Sunday, March 2, 2014

Oscar Nominated Shorts (Documentary)

Cavedigger

In many shorts, we are introduced to an interesting character that it is a privilege to get to know. Ra Paulette is one of those characters. We get to know an artist who creates beautiful caves, but also a stubborn artist who struggles for funding. Its only weakness is the feeling that the short is not as Important as other shorts. Grade: A

Facing Fear

A look like at a hate crime, where a group nearly beat a man to death for being gay. What is remarkable is that the story has changed where 20 years later one of the primary perpetrators has come to meet and get to know the victim, and how forgiveness has allowed both men to grow. Grade: A+

The Lady in Number 6: Music Saved My Life

Alice Herz Sommer was 109 years old when this short was made (she died last week).

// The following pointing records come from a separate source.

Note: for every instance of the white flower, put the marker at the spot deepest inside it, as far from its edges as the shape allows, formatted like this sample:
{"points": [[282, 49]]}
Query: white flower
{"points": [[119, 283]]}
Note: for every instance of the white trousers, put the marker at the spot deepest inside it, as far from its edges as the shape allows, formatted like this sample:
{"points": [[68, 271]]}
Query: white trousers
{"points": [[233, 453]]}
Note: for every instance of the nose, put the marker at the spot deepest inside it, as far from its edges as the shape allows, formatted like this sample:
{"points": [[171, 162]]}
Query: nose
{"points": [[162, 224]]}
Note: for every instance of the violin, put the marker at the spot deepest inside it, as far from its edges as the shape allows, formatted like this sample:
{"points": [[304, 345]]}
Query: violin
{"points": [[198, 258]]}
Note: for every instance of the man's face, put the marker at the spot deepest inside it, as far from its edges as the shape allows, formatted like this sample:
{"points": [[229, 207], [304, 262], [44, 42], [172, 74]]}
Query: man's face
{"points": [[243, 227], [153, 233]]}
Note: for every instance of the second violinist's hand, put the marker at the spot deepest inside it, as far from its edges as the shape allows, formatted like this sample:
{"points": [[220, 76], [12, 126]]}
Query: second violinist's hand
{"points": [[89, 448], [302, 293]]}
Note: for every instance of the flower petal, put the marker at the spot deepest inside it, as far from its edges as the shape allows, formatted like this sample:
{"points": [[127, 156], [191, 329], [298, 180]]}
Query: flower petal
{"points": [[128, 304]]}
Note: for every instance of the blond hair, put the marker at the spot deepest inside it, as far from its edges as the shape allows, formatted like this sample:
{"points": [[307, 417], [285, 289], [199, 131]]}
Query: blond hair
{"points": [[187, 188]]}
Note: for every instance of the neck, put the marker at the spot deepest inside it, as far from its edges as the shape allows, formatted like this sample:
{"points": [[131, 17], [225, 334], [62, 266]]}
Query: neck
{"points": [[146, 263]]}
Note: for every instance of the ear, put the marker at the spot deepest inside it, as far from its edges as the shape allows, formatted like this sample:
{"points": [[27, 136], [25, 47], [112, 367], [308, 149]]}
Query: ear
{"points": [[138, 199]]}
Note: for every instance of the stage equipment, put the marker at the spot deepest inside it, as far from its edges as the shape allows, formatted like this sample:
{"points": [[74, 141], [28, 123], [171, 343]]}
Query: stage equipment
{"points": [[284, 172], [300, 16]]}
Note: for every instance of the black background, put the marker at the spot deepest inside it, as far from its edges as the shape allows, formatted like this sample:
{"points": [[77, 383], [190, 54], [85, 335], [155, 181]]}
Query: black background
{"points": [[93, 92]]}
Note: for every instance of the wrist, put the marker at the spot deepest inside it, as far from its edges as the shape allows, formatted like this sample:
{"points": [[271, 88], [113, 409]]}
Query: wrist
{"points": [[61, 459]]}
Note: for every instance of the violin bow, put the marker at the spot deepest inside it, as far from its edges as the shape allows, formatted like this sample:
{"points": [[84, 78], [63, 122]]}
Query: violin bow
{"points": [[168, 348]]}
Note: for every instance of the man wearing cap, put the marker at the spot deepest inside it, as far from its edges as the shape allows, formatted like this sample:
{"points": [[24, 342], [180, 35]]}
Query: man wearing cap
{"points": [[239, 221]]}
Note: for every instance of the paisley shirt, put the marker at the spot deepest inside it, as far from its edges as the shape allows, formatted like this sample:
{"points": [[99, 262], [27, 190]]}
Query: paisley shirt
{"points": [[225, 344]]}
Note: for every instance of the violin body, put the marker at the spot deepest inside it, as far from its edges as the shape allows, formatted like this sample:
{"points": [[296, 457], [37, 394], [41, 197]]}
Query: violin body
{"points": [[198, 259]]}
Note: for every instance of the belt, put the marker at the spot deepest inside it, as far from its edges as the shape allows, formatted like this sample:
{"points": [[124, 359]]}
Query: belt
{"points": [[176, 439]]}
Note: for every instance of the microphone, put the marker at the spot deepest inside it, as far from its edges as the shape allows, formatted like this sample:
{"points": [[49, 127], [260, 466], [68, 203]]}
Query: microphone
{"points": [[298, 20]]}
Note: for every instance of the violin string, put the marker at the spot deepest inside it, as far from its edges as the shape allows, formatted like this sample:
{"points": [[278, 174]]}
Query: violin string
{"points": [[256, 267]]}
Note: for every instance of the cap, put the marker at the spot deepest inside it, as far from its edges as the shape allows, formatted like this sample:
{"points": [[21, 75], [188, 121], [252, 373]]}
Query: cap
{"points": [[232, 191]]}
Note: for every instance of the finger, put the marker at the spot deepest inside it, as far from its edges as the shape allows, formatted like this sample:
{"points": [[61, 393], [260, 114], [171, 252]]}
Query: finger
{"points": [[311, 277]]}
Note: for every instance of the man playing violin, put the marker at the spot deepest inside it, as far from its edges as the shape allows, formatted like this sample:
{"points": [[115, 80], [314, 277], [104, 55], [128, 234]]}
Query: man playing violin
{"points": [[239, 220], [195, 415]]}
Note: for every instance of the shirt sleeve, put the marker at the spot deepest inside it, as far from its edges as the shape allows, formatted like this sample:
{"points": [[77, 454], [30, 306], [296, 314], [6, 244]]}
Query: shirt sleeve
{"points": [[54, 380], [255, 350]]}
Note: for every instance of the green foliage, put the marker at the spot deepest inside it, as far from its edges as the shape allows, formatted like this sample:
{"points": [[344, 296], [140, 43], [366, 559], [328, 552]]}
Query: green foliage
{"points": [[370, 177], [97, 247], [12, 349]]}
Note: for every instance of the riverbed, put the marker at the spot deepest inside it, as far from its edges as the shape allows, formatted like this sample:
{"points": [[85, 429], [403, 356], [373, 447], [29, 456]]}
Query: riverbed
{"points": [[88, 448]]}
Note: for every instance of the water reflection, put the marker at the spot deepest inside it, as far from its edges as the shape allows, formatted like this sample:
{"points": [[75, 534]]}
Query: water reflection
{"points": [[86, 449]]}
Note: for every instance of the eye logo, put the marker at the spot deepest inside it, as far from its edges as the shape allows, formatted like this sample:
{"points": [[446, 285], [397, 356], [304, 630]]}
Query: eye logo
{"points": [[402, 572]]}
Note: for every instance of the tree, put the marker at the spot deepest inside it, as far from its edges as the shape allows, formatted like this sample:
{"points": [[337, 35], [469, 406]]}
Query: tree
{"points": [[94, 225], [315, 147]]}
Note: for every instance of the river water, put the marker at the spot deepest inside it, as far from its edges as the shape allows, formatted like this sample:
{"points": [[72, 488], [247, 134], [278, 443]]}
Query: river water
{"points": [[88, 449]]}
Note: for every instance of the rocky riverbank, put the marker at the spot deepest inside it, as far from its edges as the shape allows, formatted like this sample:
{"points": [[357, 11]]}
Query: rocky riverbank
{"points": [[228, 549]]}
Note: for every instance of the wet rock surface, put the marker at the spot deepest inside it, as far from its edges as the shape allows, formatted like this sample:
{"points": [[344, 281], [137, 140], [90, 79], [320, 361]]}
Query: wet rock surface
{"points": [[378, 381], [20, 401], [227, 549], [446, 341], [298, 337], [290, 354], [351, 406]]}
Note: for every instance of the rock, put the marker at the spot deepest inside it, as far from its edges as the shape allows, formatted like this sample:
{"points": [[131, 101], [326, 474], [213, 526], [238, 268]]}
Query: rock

A forse of nature, she shows how a positive outlook and love of music helped her survive the Holocaust. She's an amazing person, and I'm glad I got a sense of her in this short. However. There is a hole in the documentary. Nothing is told of her life after surviving the horrors up to living in Britain, other than her son being a successful musician and that he has died. What else happened? What is in the documentary is great, but part of story remains untold. Grade: A-

Karama Has No Walls

Actual footage of Change Square in 2011, and the peaceful uprising in Yemen during the Arab Spring of 2011, has a you are there feel that is hard shake. The film helps place a context by interviewing the two Yemeni cameramen of what they witnessed and experienced, and with the fathers of two victims. This is essential viewing for an understanding of Yemen, and a puts a human face on the situation that the news coverage simply could not. Grade: A+

Prison Terminal: The Last Days of Private Jack Hall

The basic subject, a hospice in the Iowa state prison system, is interesting. I found myself more interested not in the title subject, a convicted murderer dying of natural causes, than in the convicted felons who work in the hospice. How did convicted murderers become caretakers, helping fellow inmates die with dignity? That's a question that remains answered. Grade: B+

I loved two of these shorts. Facing Fear and Karama Has No Walls put a human face on two stories in a unique and powerful way. The footage of the uprising in Karama Has No Walls is for me the tiebreaker of a close call for me.

This is going to sound cynical, but say Holocaust and here come the Oscars. I believe the voters will mistake voting for a film as voting for a film's subject. They will see the most worthy subject as The Lady in Number 6 and vote for her, missing the fact that the filmmaking is not as good as in three of the other nominees.